Arts & Culture / Mosaic / Theater / April 29, 2010

A (life) of Beckett

Senior Ryn Flynn’s relationship with author and playwright Samuel Beckett is officially on hiatus. Flynn directed three of Beckett’s short plays last weekend in Studio Theatre including Not I, Play and Breath.

“I studied End Game in high school, just like everybody else,” said Flynn of her early experience with Beckett. Her interest in the author’s work grew from there. Flynn has always been interested in Beckett’s unique brand of absurdist theatre.

“Particularly with these absurdist pieces, you’re completely removed from reality,” she said. She went on to emphasize the significance of the unseen characters in the plays she directed this weekend. “I like the idea of not getting the whole picture.”

Flynn always hoped to direct An Evening of Beckett at Knox. Even as a freshman, she was interested in pursuing the author’s works from a directorial standpoint. She is a theatre major and though her focus is in lighting design, her experience in the department gave her the tools to direct the shows.

“I really kind of separated my lighting mind from my directing mind,” she said, noting that she gathered tools from classes as well as her experience participating in Rep Term.

Flynn reflected on the strength of Knox’s theatre department.

“There’s just a stone strong group of us always in CFA, always working on something, always doing something. There’s just a certain sense of camaraderie,” she said.

As well as the relationships she has forged, Flynn values the tools that she has gathered from her time in the department.

“I’ve been given the opportunity to work on everything from realism to absurdism,” she said. “The biggest thing that I’ve taken away that I think will help me in the real world is this idea that it’s okay to make a mistake as long as you fix it. It’s okay to try something that you’re not quite sure of and accept the responsibility for it and learn how to fix it.”

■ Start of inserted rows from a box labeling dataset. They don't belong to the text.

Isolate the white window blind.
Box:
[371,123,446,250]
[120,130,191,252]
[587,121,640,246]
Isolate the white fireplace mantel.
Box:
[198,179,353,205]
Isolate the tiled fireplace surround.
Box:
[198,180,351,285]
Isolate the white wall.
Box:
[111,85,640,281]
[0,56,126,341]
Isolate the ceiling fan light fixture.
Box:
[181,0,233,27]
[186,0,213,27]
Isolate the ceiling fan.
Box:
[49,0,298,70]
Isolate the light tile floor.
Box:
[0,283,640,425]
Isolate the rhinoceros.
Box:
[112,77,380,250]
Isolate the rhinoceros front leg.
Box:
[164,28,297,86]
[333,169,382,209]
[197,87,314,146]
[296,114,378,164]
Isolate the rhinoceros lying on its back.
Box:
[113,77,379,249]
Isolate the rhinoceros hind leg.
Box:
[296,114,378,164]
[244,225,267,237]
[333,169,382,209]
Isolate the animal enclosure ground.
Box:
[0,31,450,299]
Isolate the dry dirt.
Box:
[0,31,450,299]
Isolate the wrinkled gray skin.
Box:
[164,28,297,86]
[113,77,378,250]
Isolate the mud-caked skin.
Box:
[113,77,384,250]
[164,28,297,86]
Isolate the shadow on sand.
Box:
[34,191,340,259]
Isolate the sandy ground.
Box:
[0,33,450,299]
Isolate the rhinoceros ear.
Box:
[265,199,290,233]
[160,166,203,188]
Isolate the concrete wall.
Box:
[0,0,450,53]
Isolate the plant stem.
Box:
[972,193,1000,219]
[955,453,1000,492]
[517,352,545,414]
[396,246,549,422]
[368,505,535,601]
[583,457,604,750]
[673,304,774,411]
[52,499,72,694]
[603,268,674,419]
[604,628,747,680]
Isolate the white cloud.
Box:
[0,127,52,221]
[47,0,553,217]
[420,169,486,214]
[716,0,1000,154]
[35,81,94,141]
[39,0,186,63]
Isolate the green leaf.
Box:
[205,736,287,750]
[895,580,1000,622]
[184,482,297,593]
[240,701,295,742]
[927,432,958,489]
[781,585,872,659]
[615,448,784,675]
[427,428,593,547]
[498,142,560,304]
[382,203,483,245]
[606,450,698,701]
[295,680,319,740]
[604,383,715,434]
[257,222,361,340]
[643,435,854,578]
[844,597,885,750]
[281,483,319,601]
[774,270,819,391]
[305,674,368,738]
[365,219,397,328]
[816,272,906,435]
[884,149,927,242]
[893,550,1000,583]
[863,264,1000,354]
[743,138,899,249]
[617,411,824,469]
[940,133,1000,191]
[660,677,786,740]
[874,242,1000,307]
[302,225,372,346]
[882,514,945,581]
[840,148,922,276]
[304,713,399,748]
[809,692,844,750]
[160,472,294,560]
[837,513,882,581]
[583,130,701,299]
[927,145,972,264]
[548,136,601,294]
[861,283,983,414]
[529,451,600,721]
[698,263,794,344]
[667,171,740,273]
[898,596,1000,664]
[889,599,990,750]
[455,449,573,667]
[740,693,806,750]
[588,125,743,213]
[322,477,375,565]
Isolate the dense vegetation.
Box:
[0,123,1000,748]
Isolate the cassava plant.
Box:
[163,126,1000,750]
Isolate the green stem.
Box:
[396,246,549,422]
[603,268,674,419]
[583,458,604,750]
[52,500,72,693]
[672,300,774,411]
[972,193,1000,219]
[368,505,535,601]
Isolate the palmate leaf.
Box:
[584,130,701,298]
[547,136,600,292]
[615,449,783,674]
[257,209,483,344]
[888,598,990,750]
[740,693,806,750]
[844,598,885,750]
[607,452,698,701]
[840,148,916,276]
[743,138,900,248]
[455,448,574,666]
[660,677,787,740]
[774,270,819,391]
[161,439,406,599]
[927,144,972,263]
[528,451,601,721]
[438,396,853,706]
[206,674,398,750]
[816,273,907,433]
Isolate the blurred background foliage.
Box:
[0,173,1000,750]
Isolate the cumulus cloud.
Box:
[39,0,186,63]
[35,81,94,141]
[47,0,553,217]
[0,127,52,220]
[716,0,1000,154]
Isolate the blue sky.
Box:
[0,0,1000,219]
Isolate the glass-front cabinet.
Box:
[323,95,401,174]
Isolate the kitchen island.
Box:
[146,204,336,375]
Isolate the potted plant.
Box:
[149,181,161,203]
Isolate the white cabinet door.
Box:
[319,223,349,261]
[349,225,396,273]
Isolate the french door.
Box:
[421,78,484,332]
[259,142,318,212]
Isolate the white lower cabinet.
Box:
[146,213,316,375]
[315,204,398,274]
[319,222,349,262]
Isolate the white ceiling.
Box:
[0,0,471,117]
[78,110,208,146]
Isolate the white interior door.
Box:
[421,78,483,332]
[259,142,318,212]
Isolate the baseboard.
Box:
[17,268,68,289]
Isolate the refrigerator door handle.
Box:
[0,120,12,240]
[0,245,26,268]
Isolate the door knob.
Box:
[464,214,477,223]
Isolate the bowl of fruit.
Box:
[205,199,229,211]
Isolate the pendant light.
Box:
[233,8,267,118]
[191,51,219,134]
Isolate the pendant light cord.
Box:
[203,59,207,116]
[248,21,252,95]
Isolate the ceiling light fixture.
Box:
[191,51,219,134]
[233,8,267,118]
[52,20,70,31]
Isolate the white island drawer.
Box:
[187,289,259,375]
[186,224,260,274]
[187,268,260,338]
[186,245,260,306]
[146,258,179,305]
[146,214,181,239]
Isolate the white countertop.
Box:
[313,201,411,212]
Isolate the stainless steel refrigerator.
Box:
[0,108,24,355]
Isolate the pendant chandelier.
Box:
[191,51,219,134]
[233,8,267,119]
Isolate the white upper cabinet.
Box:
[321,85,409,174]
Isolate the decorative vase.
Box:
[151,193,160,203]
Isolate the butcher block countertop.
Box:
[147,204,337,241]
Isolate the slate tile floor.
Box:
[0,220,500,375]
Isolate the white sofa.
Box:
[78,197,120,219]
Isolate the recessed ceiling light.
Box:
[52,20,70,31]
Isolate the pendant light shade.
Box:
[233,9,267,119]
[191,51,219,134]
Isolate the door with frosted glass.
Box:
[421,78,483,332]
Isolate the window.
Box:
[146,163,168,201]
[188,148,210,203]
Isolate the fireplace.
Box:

An Evening of Beckett, according to Flynn, was the perfect way to bid farewell to the department.

She said that to perform Beckett was no easy task.

“My cast was wonderful in more ways than I can count,” said Flynn. “Their memorizing abilities and their willingness to do something out there was awesome.”

Flynn commented on the importance of each play’s cyclical nature. Actors often repeat monologues or parts of monologues at varying speeds or with varying inflection. The form hit home for Flynn.

“There’s just this kind of need to live in a cycle and not be able to move on, which is kind of weird because I’m a senior right now and I would like to just go back to being a first year because I know that Knox is safe. But I have to just break the cycle,” she said.

Though she has directed three of his plays, Flynn claims that she still does not fully understand Beckett.

“I’ll probably come back to Beckett later in life when I understand life a little more,” she said. “We’re on a break, we need some space.”